Three days before Bernard’s fifth birthday the nurse asked to speak urgently with Josephine.
“I’ve sent for the doctor again,” she said with more urgency than was usual.
“But he was only here yesterday and he said there was nothing to worry about.”
“But the boy is bad. He is confused, he has been ill, and he whimpered pitifully when I opened his curtains.”
It took a few moments for Josephine’s eyes to become accustomed to the gloom but when she was able to focus on her son she was immediately concerned. He was sitting up in his bed, his hands clamped to his ears, and he was shaking his head, his eyes screwed shut, the bed linen around him stained.
And she noticed the rash, deep and purple, that covered his chest. She sat by his bed and tried to calm him but he didn’t want to be touched.
“Please call Mr Lacey,” she instructed the nurse, who was pleased to leave the room. She had seen this sickness before and there had never been a happy outcome.
*
“Will he live?” Josephine’s first question to the doctor was asked with quiet resignation.
“You must prepare yourse
lves for the worst though there is always hope, but this disease seems to be one that is most likely to be fatal.”
“What do you suspect?”
“It is a meningococcal infection. There is inflammation of the brain.”
“The brain?” William asked tentatively.
“It is a dangerous infection, William.” The doctor knew the Lacey family well and did not stand on formal ceremony. “It is more than commonly fatal.”
“And if it is not?” Josephine had to ask.
“In those who survive there is frequently some impairment of the faculties.”
“Impairment?” William prompted.
“I am not saying that this outcome is inevitable but you must expect some loss of memory, some increase in clumsiness, some loss of certain senses such as sight or hearing, sometimes of speech, and some irrationalities of temper.” The doctor appeared to realise the pain he was inflicting so his voice was more positive when he continued. “Your son may survive and if he does any impairment he experiences may well turn out to be slight.”

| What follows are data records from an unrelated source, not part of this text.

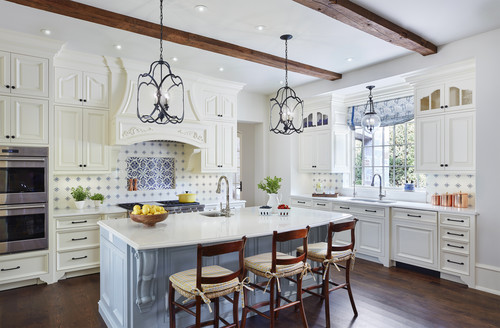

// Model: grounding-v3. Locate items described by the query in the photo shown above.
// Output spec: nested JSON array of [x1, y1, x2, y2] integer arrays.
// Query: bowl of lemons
[[130, 204, 168, 227]]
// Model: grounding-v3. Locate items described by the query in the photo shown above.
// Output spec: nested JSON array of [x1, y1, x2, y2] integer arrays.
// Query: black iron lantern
[[270, 34, 304, 135], [137, 0, 184, 124]]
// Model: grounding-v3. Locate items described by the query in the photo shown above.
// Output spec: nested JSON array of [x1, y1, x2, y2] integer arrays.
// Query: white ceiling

No expense was spared in obtaining the best of care, there were nurses to keep the boy clean and doctors to interpret every symptom. Throughout the progression of the infection Josephine stayed with her son, watching as the disease took its course.
“He is so dear to us,” she said to William when she had been persuaded to leave her son’s side for an hour or two. William held his wife’s hand, unable to put his feelings into words.
Josephine was devoted to their son and through his many illnesses had spent many hours with him and not with her husband. They should, William thought many times, have had more time together before the child had come along. Or, if they had had to have a child so soon, that child should have been an easy one, one who did not demand so much attention or taken so much from his mother. To William the issue was clear. Bernard was a sickly and difficult child and would not survive to adulthood. Another son should be born before it was too late for Josephine. That no second child came convinced William that it was his wife’s near obsessive concerns for Bernard that were the cause. The logic of this told William that, hard as it would be to bear, it would be best for them all if their son were to die.